Beyond ‘family farming versus agribusiness’ dualism: unpacking the complexity of Brazil’s agricultural model

Future Agricultures Working Paper 138
By Arilson Favareto
November 2016

Agriculture has played a hugely important role in the recent history of Brazil’s economy. The country had a food production deficit until as late as the 1970s, but since the early twenty-first century has been one of the world’s principal exporters and a leader in production technologies adapted to tropical climates. Many researchers – and diplomats – have concluded that this is where Brazil can make its principal contribution to the African continent: supporting agrarian transition and helping to find ways of using local natural resources to build an agriculture with high productivity and improved commercial value. Brazil’s image of success always appears associated with the experience of programmes such as Prodecer and Proálcool, which led to its excellence in the production of soybeans and sugarcane bioethanol respectively. What underlies this image? The official discourse seeks to present the country as a simple case of complementary coexistence between a modern large-scale corporate agriculture segment and another segment based on small family producers.

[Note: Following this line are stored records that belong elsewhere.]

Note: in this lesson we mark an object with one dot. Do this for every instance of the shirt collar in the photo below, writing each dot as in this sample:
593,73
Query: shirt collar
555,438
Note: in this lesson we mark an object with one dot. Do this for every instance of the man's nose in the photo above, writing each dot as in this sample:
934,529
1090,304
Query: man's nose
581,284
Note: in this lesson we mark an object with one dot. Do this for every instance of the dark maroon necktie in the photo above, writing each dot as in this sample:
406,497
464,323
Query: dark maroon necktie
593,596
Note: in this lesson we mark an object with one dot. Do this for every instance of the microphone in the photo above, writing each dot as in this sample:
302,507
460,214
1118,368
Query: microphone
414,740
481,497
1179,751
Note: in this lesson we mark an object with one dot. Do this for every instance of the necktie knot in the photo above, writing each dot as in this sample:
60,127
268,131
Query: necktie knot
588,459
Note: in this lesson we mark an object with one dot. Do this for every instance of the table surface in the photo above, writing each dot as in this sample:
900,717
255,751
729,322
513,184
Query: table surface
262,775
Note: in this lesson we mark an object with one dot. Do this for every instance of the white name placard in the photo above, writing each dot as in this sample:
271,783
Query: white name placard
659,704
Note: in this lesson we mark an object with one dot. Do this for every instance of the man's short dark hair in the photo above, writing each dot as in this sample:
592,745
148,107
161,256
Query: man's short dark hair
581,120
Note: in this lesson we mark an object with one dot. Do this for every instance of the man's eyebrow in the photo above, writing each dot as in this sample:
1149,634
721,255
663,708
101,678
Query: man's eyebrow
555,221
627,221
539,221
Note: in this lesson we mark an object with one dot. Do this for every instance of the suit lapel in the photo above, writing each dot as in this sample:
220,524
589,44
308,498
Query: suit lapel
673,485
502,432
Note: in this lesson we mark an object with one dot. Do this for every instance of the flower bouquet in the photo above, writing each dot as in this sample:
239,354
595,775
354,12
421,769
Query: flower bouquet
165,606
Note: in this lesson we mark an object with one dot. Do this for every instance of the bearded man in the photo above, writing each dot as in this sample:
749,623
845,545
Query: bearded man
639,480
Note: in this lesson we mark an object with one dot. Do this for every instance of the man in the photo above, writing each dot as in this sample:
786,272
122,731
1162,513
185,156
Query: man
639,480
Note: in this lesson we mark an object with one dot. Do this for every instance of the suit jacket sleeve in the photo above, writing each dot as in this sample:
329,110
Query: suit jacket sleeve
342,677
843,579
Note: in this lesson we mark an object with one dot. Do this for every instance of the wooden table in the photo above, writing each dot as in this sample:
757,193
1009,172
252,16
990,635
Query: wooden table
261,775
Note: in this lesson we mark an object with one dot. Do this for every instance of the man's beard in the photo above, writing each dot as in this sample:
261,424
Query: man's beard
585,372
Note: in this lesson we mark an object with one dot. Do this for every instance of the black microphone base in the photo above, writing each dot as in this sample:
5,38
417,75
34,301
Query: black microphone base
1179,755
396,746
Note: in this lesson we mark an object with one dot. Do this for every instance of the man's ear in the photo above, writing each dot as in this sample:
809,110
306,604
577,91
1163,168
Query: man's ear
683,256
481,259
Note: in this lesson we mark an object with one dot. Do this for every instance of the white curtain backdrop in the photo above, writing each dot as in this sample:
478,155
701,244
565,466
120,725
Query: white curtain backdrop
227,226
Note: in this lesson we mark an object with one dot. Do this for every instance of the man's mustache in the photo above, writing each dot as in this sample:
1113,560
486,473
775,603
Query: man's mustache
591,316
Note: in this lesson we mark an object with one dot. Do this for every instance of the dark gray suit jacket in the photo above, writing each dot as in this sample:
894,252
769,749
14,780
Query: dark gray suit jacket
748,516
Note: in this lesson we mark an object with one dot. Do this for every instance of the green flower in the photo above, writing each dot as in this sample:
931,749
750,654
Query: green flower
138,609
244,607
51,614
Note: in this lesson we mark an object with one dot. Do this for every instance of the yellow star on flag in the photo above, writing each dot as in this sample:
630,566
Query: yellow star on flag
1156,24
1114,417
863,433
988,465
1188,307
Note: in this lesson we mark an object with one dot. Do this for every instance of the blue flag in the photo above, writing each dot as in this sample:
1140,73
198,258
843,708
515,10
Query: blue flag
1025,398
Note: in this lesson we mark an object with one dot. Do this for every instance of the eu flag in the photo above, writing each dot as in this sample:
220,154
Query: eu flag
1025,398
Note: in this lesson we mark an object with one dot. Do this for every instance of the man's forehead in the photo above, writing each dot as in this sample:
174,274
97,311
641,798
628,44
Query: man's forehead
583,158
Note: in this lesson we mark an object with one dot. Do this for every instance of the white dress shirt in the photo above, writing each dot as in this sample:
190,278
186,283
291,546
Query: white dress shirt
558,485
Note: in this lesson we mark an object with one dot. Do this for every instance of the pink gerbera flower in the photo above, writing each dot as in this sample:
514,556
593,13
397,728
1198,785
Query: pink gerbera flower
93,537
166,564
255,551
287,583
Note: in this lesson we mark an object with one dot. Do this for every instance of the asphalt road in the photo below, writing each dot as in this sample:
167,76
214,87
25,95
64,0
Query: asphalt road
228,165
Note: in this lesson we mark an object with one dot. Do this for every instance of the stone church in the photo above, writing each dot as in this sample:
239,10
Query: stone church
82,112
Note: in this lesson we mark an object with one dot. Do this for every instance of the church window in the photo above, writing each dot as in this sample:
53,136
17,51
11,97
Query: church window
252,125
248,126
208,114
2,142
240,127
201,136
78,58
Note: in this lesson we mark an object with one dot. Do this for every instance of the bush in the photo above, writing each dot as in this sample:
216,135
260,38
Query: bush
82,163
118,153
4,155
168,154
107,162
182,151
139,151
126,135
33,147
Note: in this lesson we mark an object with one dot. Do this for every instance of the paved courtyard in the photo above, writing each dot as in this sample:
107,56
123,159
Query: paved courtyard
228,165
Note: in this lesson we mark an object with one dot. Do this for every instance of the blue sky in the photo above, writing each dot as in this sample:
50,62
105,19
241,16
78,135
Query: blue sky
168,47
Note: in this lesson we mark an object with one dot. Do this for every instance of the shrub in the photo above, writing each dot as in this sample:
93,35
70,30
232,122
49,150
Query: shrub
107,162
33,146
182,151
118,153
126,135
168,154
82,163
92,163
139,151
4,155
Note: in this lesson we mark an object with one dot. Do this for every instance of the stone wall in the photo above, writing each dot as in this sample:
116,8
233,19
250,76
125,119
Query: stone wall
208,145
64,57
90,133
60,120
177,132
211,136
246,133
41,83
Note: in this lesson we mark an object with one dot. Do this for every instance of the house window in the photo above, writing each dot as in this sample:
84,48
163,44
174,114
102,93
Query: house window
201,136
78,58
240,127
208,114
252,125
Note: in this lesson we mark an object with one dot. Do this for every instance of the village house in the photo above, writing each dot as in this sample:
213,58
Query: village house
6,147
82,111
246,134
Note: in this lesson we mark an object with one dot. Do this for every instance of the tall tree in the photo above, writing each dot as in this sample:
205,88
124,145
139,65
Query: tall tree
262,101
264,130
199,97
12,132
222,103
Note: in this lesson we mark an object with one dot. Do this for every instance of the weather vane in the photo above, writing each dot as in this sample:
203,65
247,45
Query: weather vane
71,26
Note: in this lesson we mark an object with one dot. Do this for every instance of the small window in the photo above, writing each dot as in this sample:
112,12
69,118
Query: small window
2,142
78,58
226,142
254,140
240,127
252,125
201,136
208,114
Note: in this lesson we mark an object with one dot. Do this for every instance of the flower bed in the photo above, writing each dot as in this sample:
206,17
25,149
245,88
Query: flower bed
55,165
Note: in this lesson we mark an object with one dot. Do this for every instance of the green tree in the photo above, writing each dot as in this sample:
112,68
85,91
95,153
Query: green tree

At another extreme of the debate is an alternative view: the discourse of the social movements, with a different reading but based on a similar dualism. The so-called Brazilian model, this discourse argues, is underpinned by an incurable conflict between these two segments, agribusiness being the antithesis of family farming. This paper seeks to show that a much more complex reality exists behind this binary interpretation. On the one hand, where the usual polarised view sets up the figure of agribusiness there are in reality at least three segments of the economy (one, indeed, made up of family producers, and another of companies that can hardly be described as agribusinesses). And where that view, on the other hand, posits ‘family agriculture’ as a single category, there are also three distinct narratives within that notion – each one articulated by a group of interests and organisations with different concepts about the role of agriculture in today’s world, the uses of technology and nature, and relations with the state and the market.